Task 2.8.1 – Trustworthy human-machine decision making Task Leader: Andrea Passerini
The task will focus on the definition of the metrics, requirements and methodologies for an effective human-machine decision making process assuming an already trained machine learning system. It will then formalize the joint human-machine decision making process that can reliably optimize these metrics, which includes strategies to decide when and how to incorporate machine outputs in the decision making process, which requirements the machine should satisfy to positively contribute to the process (e.g., calibration, robustness to certain types of adversarial attacks, interpretability), which kind of interaction is most appropriate to encourage comprehension and trust.

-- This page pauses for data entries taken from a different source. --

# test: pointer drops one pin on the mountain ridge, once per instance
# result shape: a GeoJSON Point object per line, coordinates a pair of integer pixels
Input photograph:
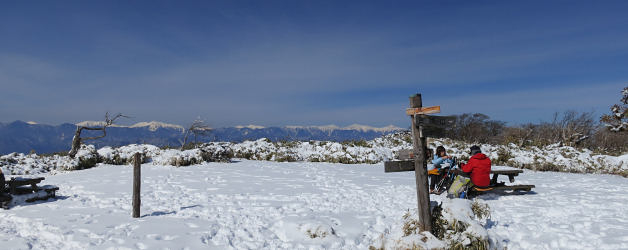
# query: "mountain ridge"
{"type": "Point", "coordinates": [22, 137]}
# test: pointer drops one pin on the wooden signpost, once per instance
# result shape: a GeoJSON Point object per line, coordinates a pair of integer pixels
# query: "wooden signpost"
{"type": "Point", "coordinates": [417, 112]}
{"type": "Point", "coordinates": [137, 168]}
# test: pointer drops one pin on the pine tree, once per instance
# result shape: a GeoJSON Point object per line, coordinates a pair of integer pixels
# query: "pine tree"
{"type": "Point", "coordinates": [617, 121]}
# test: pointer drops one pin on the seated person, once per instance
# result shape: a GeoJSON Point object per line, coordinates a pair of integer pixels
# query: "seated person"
{"type": "Point", "coordinates": [479, 167]}
{"type": "Point", "coordinates": [441, 159]}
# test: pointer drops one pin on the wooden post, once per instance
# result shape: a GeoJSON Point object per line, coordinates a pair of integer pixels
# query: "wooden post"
{"type": "Point", "coordinates": [137, 167]}
{"type": "Point", "coordinates": [420, 167]}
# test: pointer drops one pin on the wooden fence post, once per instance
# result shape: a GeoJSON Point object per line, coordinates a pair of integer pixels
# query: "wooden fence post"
{"type": "Point", "coordinates": [137, 167]}
{"type": "Point", "coordinates": [420, 164]}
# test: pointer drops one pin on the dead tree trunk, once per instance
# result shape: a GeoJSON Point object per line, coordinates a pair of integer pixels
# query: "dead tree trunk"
{"type": "Point", "coordinates": [77, 139]}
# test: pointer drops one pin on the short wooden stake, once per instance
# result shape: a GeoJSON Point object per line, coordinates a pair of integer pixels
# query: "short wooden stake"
{"type": "Point", "coordinates": [420, 170]}
{"type": "Point", "coordinates": [137, 169]}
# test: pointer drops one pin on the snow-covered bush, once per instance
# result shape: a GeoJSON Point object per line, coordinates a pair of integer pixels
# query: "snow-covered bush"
{"type": "Point", "coordinates": [124, 155]}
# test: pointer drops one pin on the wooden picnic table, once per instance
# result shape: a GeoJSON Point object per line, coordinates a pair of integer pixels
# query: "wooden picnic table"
{"type": "Point", "coordinates": [408, 165]}
{"type": "Point", "coordinates": [16, 185]}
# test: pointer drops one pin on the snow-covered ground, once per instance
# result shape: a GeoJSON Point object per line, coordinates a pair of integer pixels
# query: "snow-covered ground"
{"type": "Point", "coordinates": [271, 205]}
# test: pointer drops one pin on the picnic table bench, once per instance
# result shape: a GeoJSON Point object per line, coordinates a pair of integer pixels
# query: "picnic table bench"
{"type": "Point", "coordinates": [22, 186]}
{"type": "Point", "coordinates": [511, 173]}
{"type": "Point", "coordinates": [408, 165]}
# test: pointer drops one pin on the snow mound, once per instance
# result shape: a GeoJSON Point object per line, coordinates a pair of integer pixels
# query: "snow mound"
{"type": "Point", "coordinates": [456, 226]}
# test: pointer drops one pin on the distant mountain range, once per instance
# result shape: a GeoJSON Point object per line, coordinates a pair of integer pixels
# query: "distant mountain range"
{"type": "Point", "coordinates": [22, 137]}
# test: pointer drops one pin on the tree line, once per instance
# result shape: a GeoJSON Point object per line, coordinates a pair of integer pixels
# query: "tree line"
{"type": "Point", "coordinates": [570, 128]}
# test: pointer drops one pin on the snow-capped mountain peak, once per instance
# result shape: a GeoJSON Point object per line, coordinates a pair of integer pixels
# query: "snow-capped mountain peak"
{"type": "Point", "coordinates": [154, 125]}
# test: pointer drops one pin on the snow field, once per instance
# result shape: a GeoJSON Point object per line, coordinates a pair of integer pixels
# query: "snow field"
{"type": "Point", "coordinates": [246, 205]}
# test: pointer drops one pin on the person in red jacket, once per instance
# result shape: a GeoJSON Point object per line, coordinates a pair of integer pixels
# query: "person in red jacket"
{"type": "Point", "coordinates": [479, 166]}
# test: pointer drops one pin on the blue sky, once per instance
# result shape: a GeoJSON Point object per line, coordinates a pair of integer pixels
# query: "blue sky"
{"type": "Point", "coordinates": [276, 63]}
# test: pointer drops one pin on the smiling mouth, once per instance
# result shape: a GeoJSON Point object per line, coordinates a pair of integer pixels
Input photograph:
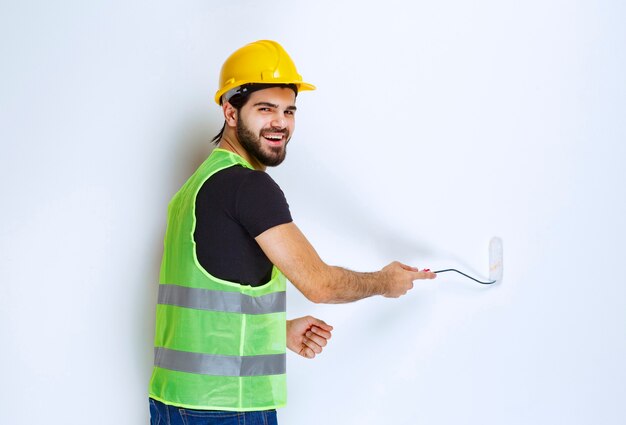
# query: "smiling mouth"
{"type": "Point", "coordinates": [274, 138]}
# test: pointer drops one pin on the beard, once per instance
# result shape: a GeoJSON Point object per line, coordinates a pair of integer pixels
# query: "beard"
{"type": "Point", "coordinates": [271, 156]}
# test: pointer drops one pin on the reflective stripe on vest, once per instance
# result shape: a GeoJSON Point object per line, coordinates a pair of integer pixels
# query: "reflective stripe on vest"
{"type": "Point", "coordinates": [232, 302]}
{"type": "Point", "coordinates": [211, 364]}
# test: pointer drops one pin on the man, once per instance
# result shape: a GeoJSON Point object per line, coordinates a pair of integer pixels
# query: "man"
{"type": "Point", "coordinates": [230, 242]}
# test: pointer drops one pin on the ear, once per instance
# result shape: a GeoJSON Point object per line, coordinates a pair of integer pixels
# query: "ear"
{"type": "Point", "coordinates": [230, 114]}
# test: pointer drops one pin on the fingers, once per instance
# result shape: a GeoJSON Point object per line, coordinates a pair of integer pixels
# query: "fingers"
{"type": "Point", "coordinates": [319, 323]}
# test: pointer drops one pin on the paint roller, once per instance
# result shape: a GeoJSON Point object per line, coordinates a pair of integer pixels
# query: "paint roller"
{"type": "Point", "coordinates": [495, 263]}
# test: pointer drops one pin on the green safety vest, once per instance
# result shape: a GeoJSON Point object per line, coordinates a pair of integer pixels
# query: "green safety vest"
{"type": "Point", "coordinates": [219, 345]}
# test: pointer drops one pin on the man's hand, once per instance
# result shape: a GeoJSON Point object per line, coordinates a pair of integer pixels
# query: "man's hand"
{"type": "Point", "coordinates": [307, 336]}
{"type": "Point", "coordinates": [399, 278]}
{"type": "Point", "coordinates": [290, 251]}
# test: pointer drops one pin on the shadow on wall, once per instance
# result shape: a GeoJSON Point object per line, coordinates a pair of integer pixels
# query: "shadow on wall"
{"type": "Point", "coordinates": [323, 193]}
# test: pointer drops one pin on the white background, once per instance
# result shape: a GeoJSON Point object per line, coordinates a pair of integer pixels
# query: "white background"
{"type": "Point", "coordinates": [435, 126]}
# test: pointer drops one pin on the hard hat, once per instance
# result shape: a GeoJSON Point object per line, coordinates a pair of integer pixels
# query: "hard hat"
{"type": "Point", "coordinates": [263, 62]}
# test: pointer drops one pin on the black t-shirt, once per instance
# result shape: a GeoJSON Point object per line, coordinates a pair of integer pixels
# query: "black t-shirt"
{"type": "Point", "coordinates": [232, 208]}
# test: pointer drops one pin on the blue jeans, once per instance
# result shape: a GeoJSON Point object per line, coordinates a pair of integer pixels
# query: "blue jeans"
{"type": "Point", "coordinates": [163, 414]}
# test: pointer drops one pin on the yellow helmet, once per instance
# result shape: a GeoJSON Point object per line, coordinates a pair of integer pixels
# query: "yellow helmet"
{"type": "Point", "coordinates": [264, 62]}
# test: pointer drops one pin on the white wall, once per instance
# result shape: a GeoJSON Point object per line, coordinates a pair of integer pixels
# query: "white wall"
{"type": "Point", "coordinates": [436, 125]}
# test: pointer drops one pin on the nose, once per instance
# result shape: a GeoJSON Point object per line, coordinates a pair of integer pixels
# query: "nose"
{"type": "Point", "coordinates": [279, 121]}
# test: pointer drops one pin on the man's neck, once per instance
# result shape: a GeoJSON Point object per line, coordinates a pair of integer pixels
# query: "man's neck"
{"type": "Point", "coordinates": [232, 144]}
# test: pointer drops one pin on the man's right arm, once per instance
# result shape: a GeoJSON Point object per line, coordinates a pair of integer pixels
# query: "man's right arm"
{"type": "Point", "coordinates": [291, 252]}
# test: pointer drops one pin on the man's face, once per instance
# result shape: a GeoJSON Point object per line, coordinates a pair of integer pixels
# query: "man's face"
{"type": "Point", "coordinates": [266, 123]}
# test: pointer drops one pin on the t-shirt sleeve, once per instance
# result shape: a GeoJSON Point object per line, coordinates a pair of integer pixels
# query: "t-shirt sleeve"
{"type": "Point", "coordinates": [261, 204]}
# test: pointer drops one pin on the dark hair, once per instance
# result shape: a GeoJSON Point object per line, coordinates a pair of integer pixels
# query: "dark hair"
{"type": "Point", "coordinates": [240, 99]}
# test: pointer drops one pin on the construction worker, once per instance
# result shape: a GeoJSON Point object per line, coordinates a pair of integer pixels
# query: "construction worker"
{"type": "Point", "coordinates": [221, 329]}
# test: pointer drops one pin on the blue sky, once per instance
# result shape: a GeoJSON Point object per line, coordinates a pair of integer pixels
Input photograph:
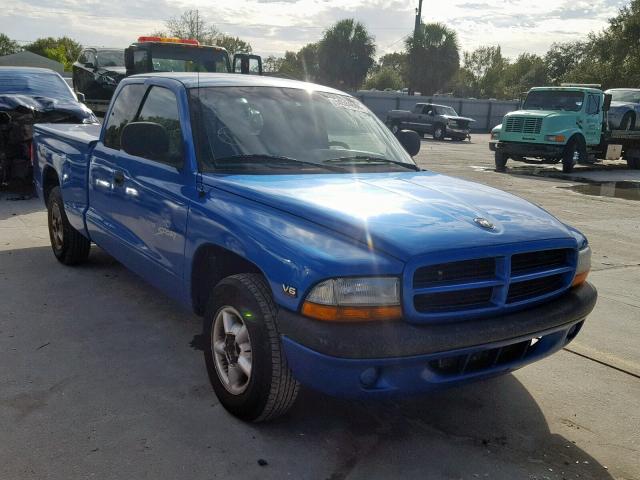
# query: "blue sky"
{"type": "Point", "coordinates": [273, 26]}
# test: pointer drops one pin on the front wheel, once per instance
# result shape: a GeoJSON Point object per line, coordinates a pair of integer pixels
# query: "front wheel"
{"type": "Point", "coordinates": [628, 122]}
{"type": "Point", "coordinates": [501, 161]}
{"type": "Point", "coordinates": [69, 246]}
{"type": "Point", "coordinates": [245, 362]}
{"type": "Point", "coordinates": [574, 152]}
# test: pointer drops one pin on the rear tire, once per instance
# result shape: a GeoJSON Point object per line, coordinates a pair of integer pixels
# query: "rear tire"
{"type": "Point", "coordinates": [265, 389]}
{"type": "Point", "coordinates": [439, 132]}
{"type": "Point", "coordinates": [633, 163]}
{"type": "Point", "coordinates": [501, 161]}
{"type": "Point", "coordinates": [69, 246]}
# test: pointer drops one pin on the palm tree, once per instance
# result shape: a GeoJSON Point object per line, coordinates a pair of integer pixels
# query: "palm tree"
{"type": "Point", "coordinates": [434, 57]}
{"type": "Point", "coordinates": [345, 54]}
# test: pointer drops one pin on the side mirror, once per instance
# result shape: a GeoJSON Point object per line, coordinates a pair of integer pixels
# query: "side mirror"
{"type": "Point", "coordinates": [128, 60]}
{"type": "Point", "coordinates": [145, 139]}
{"type": "Point", "coordinates": [410, 140]}
{"type": "Point", "coordinates": [247, 64]}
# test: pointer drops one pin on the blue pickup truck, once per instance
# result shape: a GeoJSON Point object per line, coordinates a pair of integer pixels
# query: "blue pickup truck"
{"type": "Point", "coordinates": [317, 252]}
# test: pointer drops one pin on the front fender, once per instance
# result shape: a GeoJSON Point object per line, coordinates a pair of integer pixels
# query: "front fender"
{"type": "Point", "coordinates": [287, 249]}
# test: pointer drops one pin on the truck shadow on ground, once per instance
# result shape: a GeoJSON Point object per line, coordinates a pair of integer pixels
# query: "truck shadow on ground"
{"type": "Point", "coordinates": [492, 429]}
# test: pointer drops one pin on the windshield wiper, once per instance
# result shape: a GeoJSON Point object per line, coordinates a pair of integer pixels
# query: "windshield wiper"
{"type": "Point", "coordinates": [369, 159]}
{"type": "Point", "coordinates": [275, 158]}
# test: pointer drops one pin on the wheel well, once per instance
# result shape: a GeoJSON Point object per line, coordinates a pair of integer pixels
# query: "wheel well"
{"type": "Point", "coordinates": [211, 264]}
{"type": "Point", "coordinates": [49, 180]}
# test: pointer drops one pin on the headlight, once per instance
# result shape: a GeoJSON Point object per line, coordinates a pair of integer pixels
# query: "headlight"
{"type": "Point", "coordinates": [354, 299]}
{"type": "Point", "coordinates": [584, 266]}
{"type": "Point", "coordinates": [555, 138]}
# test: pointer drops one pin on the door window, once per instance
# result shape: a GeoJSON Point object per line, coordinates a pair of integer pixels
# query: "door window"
{"type": "Point", "coordinates": [161, 106]}
{"type": "Point", "coordinates": [124, 111]}
{"type": "Point", "coordinates": [593, 105]}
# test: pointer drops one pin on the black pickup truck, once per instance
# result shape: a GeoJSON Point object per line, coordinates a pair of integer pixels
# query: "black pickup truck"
{"type": "Point", "coordinates": [441, 121]}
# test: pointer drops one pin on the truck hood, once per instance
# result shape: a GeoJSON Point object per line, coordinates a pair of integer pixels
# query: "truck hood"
{"type": "Point", "coordinates": [536, 113]}
{"type": "Point", "coordinates": [455, 118]}
{"type": "Point", "coordinates": [41, 105]}
{"type": "Point", "coordinates": [402, 214]}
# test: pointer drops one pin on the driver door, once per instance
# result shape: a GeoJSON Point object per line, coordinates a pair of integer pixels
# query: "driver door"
{"type": "Point", "coordinates": [593, 119]}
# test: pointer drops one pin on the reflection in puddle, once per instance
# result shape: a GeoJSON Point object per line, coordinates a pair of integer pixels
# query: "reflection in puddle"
{"type": "Point", "coordinates": [626, 190]}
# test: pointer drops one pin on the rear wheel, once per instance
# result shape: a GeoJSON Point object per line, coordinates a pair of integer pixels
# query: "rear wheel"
{"type": "Point", "coordinates": [69, 246]}
{"type": "Point", "coordinates": [439, 132]}
{"type": "Point", "coordinates": [501, 161]}
{"type": "Point", "coordinates": [633, 163]}
{"type": "Point", "coordinates": [575, 152]}
{"type": "Point", "coordinates": [245, 362]}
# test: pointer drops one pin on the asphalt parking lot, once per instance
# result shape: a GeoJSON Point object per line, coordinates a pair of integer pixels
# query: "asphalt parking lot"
{"type": "Point", "coordinates": [101, 376]}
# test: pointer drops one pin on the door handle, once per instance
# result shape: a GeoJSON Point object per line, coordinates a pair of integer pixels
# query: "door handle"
{"type": "Point", "coordinates": [118, 178]}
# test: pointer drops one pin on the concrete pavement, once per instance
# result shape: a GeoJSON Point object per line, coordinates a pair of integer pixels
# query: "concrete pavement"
{"type": "Point", "coordinates": [100, 375]}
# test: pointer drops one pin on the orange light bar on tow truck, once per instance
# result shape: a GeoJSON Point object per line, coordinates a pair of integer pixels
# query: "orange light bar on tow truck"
{"type": "Point", "coordinates": [184, 41]}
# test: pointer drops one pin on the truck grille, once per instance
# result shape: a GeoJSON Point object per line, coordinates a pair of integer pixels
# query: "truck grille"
{"type": "Point", "coordinates": [529, 125]}
{"type": "Point", "coordinates": [485, 285]}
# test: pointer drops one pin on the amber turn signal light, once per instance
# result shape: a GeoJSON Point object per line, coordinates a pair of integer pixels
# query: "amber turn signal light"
{"type": "Point", "coordinates": [332, 313]}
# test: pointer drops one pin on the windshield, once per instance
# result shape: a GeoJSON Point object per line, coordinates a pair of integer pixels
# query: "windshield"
{"type": "Point", "coordinates": [111, 58]}
{"type": "Point", "coordinates": [441, 110]}
{"type": "Point", "coordinates": [189, 59]}
{"type": "Point", "coordinates": [270, 128]}
{"type": "Point", "coordinates": [40, 84]}
{"type": "Point", "coordinates": [554, 100]}
{"type": "Point", "coordinates": [627, 96]}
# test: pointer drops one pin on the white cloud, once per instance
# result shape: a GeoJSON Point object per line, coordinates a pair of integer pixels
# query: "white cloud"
{"type": "Point", "coordinates": [273, 26]}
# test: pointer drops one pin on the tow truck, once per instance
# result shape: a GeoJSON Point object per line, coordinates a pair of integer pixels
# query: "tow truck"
{"type": "Point", "coordinates": [565, 124]}
{"type": "Point", "coordinates": [167, 54]}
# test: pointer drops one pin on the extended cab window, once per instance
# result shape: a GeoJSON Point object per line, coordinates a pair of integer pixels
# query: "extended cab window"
{"type": "Point", "coordinates": [161, 106]}
{"type": "Point", "coordinates": [124, 111]}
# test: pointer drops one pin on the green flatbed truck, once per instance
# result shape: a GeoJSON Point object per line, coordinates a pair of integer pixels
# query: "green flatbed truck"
{"type": "Point", "coordinates": [566, 124]}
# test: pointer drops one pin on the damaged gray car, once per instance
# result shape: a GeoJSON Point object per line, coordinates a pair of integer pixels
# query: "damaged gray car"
{"type": "Point", "coordinates": [29, 96]}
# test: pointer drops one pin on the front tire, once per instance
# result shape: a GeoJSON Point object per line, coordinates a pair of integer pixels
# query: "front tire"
{"type": "Point", "coordinates": [501, 161]}
{"type": "Point", "coordinates": [69, 246]}
{"type": "Point", "coordinates": [575, 152]}
{"type": "Point", "coordinates": [245, 362]}
{"type": "Point", "coordinates": [628, 121]}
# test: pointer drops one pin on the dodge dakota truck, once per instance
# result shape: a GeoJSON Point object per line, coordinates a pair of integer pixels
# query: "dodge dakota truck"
{"type": "Point", "coordinates": [317, 252]}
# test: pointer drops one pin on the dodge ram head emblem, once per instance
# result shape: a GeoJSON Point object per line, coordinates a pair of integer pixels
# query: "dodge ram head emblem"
{"type": "Point", "coordinates": [484, 223]}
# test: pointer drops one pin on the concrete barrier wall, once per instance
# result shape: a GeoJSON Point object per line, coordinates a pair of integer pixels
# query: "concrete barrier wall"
{"type": "Point", "coordinates": [486, 113]}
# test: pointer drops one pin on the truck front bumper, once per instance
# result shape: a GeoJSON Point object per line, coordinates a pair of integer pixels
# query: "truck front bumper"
{"type": "Point", "coordinates": [399, 358]}
{"type": "Point", "coordinates": [537, 150]}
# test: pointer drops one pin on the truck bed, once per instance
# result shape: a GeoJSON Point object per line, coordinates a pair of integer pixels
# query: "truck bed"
{"type": "Point", "coordinates": [66, 148]}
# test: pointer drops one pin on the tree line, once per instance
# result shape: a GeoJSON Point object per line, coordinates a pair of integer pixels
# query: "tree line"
{"type": "Point", "coordinates": [431, 61]}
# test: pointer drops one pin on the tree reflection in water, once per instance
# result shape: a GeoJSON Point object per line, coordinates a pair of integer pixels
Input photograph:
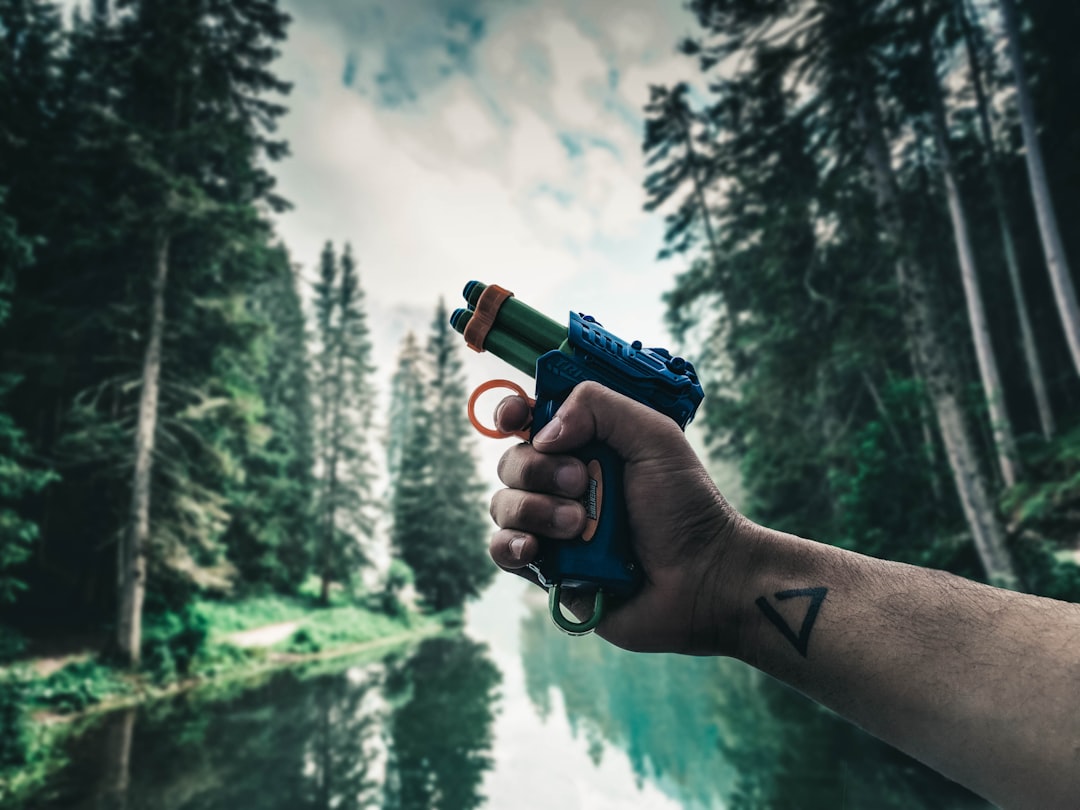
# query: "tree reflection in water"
{"type": "Point", "coordinates": [442, 727]}
{"type": "Point", "coordinates": [409, 732]}
{"type": "Point", "coordinates": [713, 732]}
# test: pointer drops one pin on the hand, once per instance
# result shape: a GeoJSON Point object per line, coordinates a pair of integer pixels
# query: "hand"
{"type": "Point", "coordinates": [682, 528]}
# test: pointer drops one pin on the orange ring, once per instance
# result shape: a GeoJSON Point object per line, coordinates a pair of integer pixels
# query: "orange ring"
{"type": "Point", "coordinates": [491, 432]}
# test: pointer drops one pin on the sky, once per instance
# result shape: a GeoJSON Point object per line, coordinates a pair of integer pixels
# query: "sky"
{"type": "Point", "coordinates": [498, 140]}
{"type": "Point", "coordinates": [490, 139]}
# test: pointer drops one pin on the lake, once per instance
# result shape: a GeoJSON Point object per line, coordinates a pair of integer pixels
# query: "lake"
{"type": "Point", "coordinates": [508, 714]}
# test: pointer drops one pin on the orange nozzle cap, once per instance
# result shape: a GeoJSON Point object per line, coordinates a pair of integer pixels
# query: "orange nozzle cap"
{"type": "Point", "coordinates": [487, 307]}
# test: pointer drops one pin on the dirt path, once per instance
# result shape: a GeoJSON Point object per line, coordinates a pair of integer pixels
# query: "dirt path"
{"type": "Point", "coordinates": [265, 636]}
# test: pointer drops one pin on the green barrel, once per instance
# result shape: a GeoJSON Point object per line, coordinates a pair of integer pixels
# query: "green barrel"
{"type": "Point", "coordinates": [520, 320]}
{"type": "Point", "coordinates": [505, 347]}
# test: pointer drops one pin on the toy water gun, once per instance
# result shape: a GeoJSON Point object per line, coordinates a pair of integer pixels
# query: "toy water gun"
{"type": "Point", "coordinates": [558, 356]}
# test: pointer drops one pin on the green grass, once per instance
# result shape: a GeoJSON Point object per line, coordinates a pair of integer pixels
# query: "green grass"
{"type": "Point", "coordinates": [226, 618]}
{"type": "Point", "coordinates": [345, 625]}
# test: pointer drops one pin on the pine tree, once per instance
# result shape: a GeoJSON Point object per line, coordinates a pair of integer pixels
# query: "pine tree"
{"type": "Point", "coordinates": [192, 104]}
{"type": "Point", "coordinates": [406, 396]}
{"type": "Point", "coordinates": [346, 408]}
{"type": "Point", "coordinates": [17, 480]}
{"type": "Point", "coordinates": [973, 49]}
{"type": "Point", "coordinates": [1061, 278]}
{"type": "Point", "coordinates": [834, 52]}
{"type": "Point", "coordinates": [439, 527]}
{"type": "Point", "coordinates": [270, 536]}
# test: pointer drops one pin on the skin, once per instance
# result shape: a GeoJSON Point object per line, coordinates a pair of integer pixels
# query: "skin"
{"type": "Point", "coordinates": [979, 683]}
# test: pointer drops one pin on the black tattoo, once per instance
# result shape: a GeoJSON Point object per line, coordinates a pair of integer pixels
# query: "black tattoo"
{"type": "Point", "coordinates": [799, 642]}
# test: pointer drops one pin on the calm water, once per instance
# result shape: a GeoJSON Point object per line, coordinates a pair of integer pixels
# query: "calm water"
{"type": "Point", "coordinates": [511, 714]}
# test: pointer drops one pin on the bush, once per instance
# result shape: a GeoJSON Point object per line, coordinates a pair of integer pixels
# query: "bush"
{"type": "Point", "coordinates": [15, 740]}
{"type": "Point", "coordinates": [399, 578]}
{"type": "Point", "coordinates": [77, 686]}
{"type": "Point", "coordinates": [12, 645]}
{"type": "Point", "coordinates": [304, 643]}
{"type": "Point", "coordinates": [171, 640]}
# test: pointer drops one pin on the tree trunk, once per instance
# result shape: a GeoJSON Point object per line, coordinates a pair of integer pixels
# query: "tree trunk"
{"type": "Point", "coordinates": [335, 437]}
{"type": "Point", "coordinates": [1035, 373]}
{"type": "Point", "coordinates": [699, 193]}
{"type": "Point", "coordinates": [1052, 246]}
{"type": "Point", "coordinates": [1004, 443]}
{"type": "Point", "coordinates": [932, 354]}
{"type": "Point", "coordinates": [132, 549]}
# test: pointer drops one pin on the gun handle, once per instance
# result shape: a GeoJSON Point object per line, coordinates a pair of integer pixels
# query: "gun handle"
{"type": "Point", "coordinates": [601, 557]}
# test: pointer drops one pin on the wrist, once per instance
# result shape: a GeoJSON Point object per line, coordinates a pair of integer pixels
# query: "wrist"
{"type": "Point", "coordinates": [756, 563]}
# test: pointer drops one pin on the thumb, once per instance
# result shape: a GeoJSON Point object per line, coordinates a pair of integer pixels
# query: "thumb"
{"type": "Point", "coordinates": [633, 430]}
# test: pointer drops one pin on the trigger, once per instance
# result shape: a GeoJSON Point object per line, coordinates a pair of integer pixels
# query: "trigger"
{"type": "Point", "coordinates": [493, 432]}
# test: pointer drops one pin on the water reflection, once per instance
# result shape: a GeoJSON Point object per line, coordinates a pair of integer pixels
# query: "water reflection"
{"type": "Point", "coordinates": [714, 733]}
{"type": "Point", "coordinates": [413, 731]}
{"type": "Point", "coordinates": [442, 728]}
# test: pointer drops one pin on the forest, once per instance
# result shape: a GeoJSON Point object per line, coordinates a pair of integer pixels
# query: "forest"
{"type": "Point", "coordinates": [874, 200]}
{"type": "Point", "coordinates": [869, 203]}
{"type": "Point", "coordinates": [181, 416]}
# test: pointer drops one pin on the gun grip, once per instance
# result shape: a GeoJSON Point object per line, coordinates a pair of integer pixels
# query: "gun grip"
{"type": "Point", "coordinates": [601, 557]}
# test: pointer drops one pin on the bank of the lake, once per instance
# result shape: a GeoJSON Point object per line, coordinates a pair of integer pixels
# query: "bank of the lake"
{"type": "Point", "coordinates": [44, 699]}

Task 2.8.2 – Social and Cooperative AI systems Task Leader: Bruno Lepri
Social learning and learning of cause-and-effect relationships are key components of human intelligence. Here, our goal is to model and evaluate notions of social learning, social influence, and counterfactual and causal learning in order to improve the performance of a group of AI agents and their ability to produce explainable decisions in scenarios where they have to interact with humans. We plan to use concepts and notions from coalitional game theory, social choice theory, and network science in environments where agents have to agree, in a fully decentralized manner, on some desirable outcome, while having partial knowledge on their respective preferences as determined by the structure of the underlying network.
Task 2.8.3 – Explainable interactive human-machine learning Task Leader: Andrea Passerini
This task will develop explainable interactive human-machine learning strategies aimed at teaching both the human and the machine how to best exploit their respective strengths and overcome their respective weaknesses, so as to optimize the performance of the hybrid human-machine decision process formalized in Task 2.8.1. Explainability is the key ingredient to foster this joint learning mechanism, and the WP will develop interactive explainability strategies that can help the user and the system to improve their understanding (both mutual understanding and understanding of the task to be addressed), as opposed to the post-hoc explainability which is the mainstream of XAI research at the moment.
Task 2.8.4 – Cooperation frameworks of AI and human agents Task Leader: Bruno Lepri
The goal of this task is to exploit the properties of empirical social networks (for example, sparsity) to organize the topology of communications, interactions, and cooperation that occur between a multiplicity of AI agents and between AI agents and humans. The work will study the emergent phenomena that arise in human-AI networks as a consequence of the type of agents and their communication strategies, and characterize the mechanisms that can incentivize fairness and social well-being in these hybrid systems. A set of algorithms and incentives for hybrid social AI systems will be developed as an outcome of this task, and evaluated with both computer simulations and behavioral experiments.